These conclusions hold for both no and high external noise conditions. The no-noise and high-noise conditions use very different stimulus contrasts and have been shown in related work to represent at least partially dissociable mechanisms of training (Dosher & Lu, 1998, 1999, 2005; Lu et al., 2006). 
Our new framework for transfer makes new theoretical claims but subsumes previous empirical observations of transfer from the literature (Ahissar & Hochstein, 1997; Liu & Weinshall, 2000). Prior claims focused on the role of difficulty of the training task in controlling specificity at transfer. The vast majority of previous observations in support of the prior claims are consistent both with our observed data and with the changed theoretical emphasis on the transfer task in specificity of perceptual learning. 

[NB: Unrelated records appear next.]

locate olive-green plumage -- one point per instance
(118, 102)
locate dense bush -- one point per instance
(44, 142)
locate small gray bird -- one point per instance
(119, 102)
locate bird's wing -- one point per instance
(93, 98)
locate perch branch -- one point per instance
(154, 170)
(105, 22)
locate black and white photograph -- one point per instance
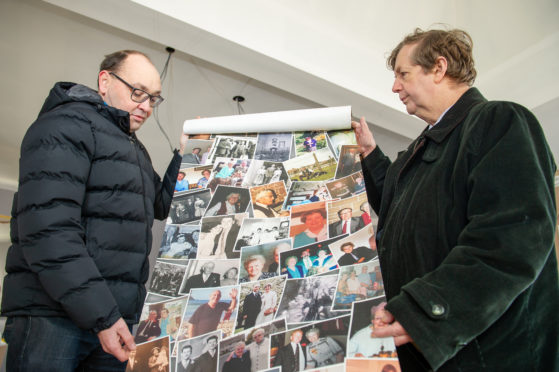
(273, 146)
(218, 236)
(337, 138)
(228, 172)
(179, 242)
(228, 200)
(350, 161)
(264, 172)
(259, 262)
(306, 192)
(166, 279)
(262, 230)
(193, 178)
(308, 299)
(321, 344)
(150, 356)
(210, 309)
(257, 343)
(160, 319)
(210, 273)
(198, 353)
(358, 282)
(318, 165)
(188, 206)
(234, 147)
(368, 316)
(259, 302)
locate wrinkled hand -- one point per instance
(364, 136)
(393, 329)
(117, 340)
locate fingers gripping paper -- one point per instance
(268, 244)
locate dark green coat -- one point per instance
(465, 237)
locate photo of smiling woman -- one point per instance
(313, 227)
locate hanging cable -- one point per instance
(240, 109)
(162, 77)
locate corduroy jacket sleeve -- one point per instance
(503, 247)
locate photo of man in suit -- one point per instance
(291, 357)
(148, 329)
(185, 362)
(206, 279)
(354, 255)
(347, 224)
(192, 158)
(207, 362)
(251, 307)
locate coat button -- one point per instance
(437, 310)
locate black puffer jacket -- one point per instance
(82, 217)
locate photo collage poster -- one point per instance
(267, 245)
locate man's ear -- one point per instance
(103, 82)
(439, 69)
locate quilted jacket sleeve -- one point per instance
(55, 161)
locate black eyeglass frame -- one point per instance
(154, 101)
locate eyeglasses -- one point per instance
(139, 95)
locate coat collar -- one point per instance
(455, 115)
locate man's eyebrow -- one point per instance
(144, 88)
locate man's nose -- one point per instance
(397, 86)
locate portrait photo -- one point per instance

In the Ahissar and Hochstein (1997) experiments, for example, a target was an odd-orientation element in a 7 × 7 array of otherwise like-oriented elements. In their ‘easy’ (low-precision) condition, observers learned to detect a target element in two known locations that differed by 30° from the background elements and showed high transfer to a swap of locations and orientations. The orientations differed by 16° in their ‘difficult’ (high-precision) condition and showed specificity with partial transfer. These are analogs to our observations for our low-precision to low-precision group with ±12° (24° difference) and our high-precision to high-precision group with ±5° (10° difference). Our other two crossed conditions show, however, that the critical factor is the precision of the transfer task, not the precision of initial training. 

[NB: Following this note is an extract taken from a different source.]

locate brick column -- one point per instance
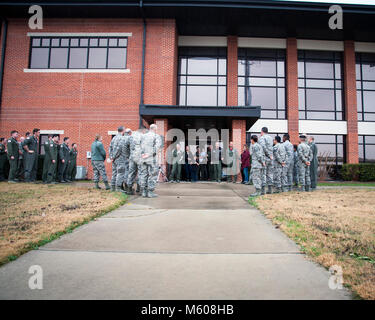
(350, 94)
(232, 71)
(239, 137)
(292, 88)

Other conditions in the Ahissar and Hochstein data pose a further question, however. The orientation difference leading to full transfer was 90° and the orientation difference leading to partial specificity was 30° if the target could be at any location in the display. This observation—that the precision yielding transfer or specificity seems to depend on other factors in the task—highlights an obvious but previously unasked question: What level of precision causes learning to be specific? We offer several speculations below. 
Channel segregation and transfer
What makes one orientation difference sufficiently low precision that perceptual learning transfers, and another difference sufficiently high precision that it does not? Previous researchers did not address this question. We speculate that the task-precision transfer boundary may be related to the channel segregation of the discrimination. Specificity is more likely when the precision demands of the task fall within the estimated bandwidth of a particular population of units relevant to the discrimination, here orientation difference. 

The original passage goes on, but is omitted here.